Les Conclusions devant la Cour d’Appel

 

Ceux qui le souhaitent trouveront sur internet des articles plus exhaustifs sur ce que doivent être des Conclusions.

Je souhaite, pour ma part, attirer l’attention sur ce que doit être « l’esprit » des Conclusions.

Un Magistrat a à connaître de 20 ou 30 jeux de conclusions par semaine ; devant les Chambres spécialisées, la matière est largement redondante et il est donc difficile de capter son intérêt, un certain automatisme s’emparant au fil du temps des esprits, même de celui des plus brillants.

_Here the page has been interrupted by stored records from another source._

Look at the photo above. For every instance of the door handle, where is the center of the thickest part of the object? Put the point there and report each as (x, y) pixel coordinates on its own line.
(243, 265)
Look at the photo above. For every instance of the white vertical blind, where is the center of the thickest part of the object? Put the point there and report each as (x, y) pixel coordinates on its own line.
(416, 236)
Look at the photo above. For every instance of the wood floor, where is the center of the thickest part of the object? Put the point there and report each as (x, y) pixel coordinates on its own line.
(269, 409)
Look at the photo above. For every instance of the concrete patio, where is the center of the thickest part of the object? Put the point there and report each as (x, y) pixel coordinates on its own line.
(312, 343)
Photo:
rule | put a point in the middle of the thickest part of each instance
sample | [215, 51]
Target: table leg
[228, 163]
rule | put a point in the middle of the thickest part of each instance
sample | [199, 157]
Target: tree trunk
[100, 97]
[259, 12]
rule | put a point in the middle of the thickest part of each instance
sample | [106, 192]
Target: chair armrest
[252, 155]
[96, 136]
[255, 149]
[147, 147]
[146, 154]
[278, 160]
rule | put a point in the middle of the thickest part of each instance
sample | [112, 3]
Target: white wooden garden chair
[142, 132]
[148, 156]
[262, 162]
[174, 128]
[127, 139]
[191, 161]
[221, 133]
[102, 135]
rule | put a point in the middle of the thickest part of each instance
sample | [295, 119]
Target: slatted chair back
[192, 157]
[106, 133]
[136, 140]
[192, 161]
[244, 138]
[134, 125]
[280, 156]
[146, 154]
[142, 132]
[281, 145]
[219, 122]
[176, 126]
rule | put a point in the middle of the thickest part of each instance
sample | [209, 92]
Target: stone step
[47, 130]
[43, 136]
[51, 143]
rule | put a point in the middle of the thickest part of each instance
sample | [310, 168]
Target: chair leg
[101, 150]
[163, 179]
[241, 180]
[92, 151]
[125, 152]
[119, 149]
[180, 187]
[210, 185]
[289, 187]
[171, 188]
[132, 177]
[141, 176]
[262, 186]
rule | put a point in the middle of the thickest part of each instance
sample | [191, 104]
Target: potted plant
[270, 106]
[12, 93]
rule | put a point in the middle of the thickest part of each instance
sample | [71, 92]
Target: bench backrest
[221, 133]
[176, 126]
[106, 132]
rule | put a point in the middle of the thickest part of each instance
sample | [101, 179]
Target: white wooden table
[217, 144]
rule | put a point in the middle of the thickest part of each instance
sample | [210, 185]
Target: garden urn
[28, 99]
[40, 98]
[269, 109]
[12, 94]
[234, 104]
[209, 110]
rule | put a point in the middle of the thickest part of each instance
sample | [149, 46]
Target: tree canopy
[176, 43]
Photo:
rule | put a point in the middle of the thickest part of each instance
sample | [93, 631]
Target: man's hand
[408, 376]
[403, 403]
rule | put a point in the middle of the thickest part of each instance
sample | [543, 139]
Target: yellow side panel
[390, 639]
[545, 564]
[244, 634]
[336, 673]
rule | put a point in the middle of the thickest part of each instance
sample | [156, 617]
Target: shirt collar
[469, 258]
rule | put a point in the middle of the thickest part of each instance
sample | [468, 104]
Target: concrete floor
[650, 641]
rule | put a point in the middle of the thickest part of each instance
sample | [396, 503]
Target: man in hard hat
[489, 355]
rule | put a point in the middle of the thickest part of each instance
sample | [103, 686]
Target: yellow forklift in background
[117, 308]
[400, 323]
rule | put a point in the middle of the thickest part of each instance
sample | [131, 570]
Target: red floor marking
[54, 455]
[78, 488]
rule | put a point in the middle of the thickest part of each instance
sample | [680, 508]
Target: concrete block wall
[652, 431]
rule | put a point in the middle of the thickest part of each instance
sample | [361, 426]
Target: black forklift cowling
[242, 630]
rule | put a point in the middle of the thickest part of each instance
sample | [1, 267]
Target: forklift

Chaque plaideur pense que sa cause est relativement unique et suffisamment passionnante pour devoir captiver le Magistrat ; on peut avoir la naïveté de le penser ; je préfère considérer qu’il en est des conclusions comme des copies d’examen : certaines émergent du lot parce qu’elles sont d’une qualité qui retient l’attention du lecteur ;

Pour établir de bonnes conclusions qui retiendront l’attention de la Cour, les maître-mots en sont la clarté de l’exposé, la simplicité de l’expression et l’évidence de la démonstration ; il en va donc comme de l’écriture d’un article ou d’un roman, il ne faut pas « raser » le lecteur et être suffisamment  clair pour qu’il retienne votre démonstration.

En revanche, le Client voit autrement les conclusions ; celui-ci est souvent intimement persuadé qu’il faut tout dire, entrer dans tous les détails, répondre à toutes les allégations et il voudrait que l’on puisse assommer son adversaire par la démonstration « ad libidum » de sa bonne foi et la justesse de sa cause ; certains se sont fait une spécialité de ce genre d’écrits qui tiennent plus de la catharsis que d’un déployé argumentaire pertinent.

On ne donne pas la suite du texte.